SHANGHAI A handful of companies are zooming in on digital auto focus for handset cameras. The technology comes just as system designers are looking to transition to 3-megapixel platforms and it should lower costs as well as slim down module size by doing away with the motors and actuators used today.
MagnaChip Semiconductor, OmniVision Technologies, and STMicroelectronics are all planning digital auto focus products. Engineers at MagnaChip have spent the last six months collaborating with French IP provider DxO Labs on a system-on-chip that combines a digital auto focus engine with a 3-megapixel sensor and an image signal processor.
At this week's 3GSM World Congress in Barcelona, STMicroelectronics also said it would work with DxO to create a complete module. OmniVision also unveiled its 3-megapixel TrueFocus camera, based on its Wavefront Coding technology.
Cell phone camera module makers are interested in moving from 2-megapixel, fixed-focus modules to 3 megapixel without using auto focus lenses and actuators in the modules. "This is the place where we think people have run up against a little bit of a barrier," said Jason Hartlove, senior vice president of the Imaging Solutions Division at MagnaChip. "Because of the resolution and sharpness at 3 megapixel, you begin to see the lack of depth of field in a regular fixed-focus lens."

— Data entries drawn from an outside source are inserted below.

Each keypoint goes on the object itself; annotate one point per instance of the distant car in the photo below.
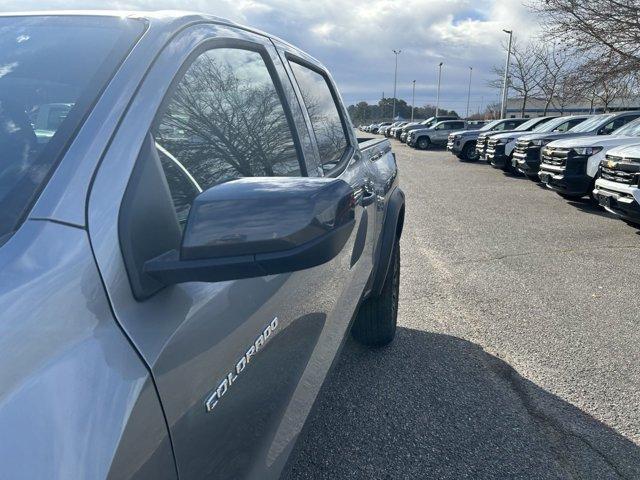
(429, 122)
(482, 142)
(463, 143)
(393, 131)
(500, 146)
(618, 187)
(376, 128)
(437, 134)
(526, 156)
(570, 167)
(181, 259)
(385, 130)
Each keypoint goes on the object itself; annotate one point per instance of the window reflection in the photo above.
(324, 115)
(224, 121)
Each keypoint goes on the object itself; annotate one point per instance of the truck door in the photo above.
(338, 151)
(217, 105)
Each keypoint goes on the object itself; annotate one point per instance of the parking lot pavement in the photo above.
(518, 349)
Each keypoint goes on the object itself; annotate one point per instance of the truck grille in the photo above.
(620, 170)
(555, 156)
(521, 147)
(481, 144)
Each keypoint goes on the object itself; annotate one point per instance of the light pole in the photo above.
(469, 92)
(505, 86)
(413, 99)
(395, 82)
(438, 96)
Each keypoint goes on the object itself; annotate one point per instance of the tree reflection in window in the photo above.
(323, 114)
(224, 121)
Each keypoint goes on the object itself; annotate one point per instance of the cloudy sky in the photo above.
(355, 38)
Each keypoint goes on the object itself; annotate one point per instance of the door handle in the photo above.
(367, 198)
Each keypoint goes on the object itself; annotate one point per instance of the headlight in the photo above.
(588, 151)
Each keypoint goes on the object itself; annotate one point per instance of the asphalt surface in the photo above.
(518, 348)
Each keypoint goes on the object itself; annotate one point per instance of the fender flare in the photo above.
(391, 230)
(424, 135)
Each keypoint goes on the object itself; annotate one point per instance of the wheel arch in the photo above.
(391, 231)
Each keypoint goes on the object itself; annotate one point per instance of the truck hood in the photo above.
(507, 134)
(626, 151)
(554, 136)
(420, 130)
(595, 141)
(468, 133)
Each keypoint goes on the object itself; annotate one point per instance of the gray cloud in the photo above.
(354, 38)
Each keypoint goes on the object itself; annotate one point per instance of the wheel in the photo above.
(375, 324)
(423, 143)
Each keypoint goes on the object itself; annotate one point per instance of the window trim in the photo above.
(349, 150)
(237, 44)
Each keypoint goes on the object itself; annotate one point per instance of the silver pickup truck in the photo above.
(182, 260)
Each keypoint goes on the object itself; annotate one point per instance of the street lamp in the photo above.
(438, 96)
(505, 86)
(469, 92)
(395, 82)
(413, 99)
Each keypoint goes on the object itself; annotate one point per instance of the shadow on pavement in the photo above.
(586, 206)
(434, 406)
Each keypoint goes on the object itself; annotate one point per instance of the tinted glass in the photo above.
(51, 71)
(555, 123)
(591, 124)
(532, 125)
(616, 124)
(224, 120)
(490, 126)
(511, 124)
(324, 114)
(632, 129)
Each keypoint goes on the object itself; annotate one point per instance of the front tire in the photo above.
(376, 322)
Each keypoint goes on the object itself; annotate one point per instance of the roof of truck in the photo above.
(172, 20)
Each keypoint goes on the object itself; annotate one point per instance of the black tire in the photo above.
(423, 143)
(375, 324)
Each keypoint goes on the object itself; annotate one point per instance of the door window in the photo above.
(616, 124)
(223, 120)
(324, 114)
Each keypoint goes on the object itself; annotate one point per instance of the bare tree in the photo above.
(556, 78)
(602, 29)
(524, 72)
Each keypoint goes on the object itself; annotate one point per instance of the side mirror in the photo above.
(259, 226)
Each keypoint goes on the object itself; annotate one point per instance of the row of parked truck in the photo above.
(595, 156)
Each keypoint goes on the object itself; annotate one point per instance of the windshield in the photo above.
(631, 129)
(51, 71)
(551, 125)
(489, 125)
(526, 126)
(590, 124)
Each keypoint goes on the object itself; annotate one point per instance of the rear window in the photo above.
(51, 71)
(591, 124)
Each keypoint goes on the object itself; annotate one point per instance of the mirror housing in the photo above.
(259, 226)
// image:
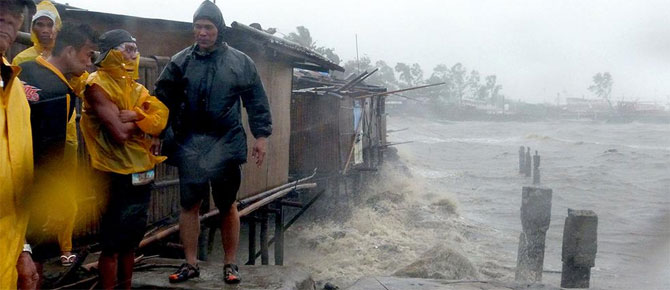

Jean-Claude Rosichini, vice president of marketing for DxO's Embedded Imaging Solutions, said taking out the mechanical actuator increases reliability of the module, cuts costs and size and adds in additional features unavailable from today's offerings. "Mechanical auto focus cannot provide extended depth of field," he said. "So now you will get sharpness from as close as 10 centimeters up to infinity."
OmniVision is also moving aggressively to carve out market share for its Wavefront technology, a method of optically encoding light using a special lens to form an intermediate image on the sensor, and then decoding this intermediate image with digital processing to create a picture that is in focus across most of the frame, the company said. A TrueFocus camera comprises a Wavefront Coded lens, a 3-megapixel CMOS image sensor, and an image signal processor.
Ed Dowski, president of CDM Optics, a subsidiary of OmniVision, noted that traditional imaging optics have remained basically the same for "several hundred years." He believes that digital auto focus now submits optics to the power of Moore's Law, enabling a quick decline in cost for module makers.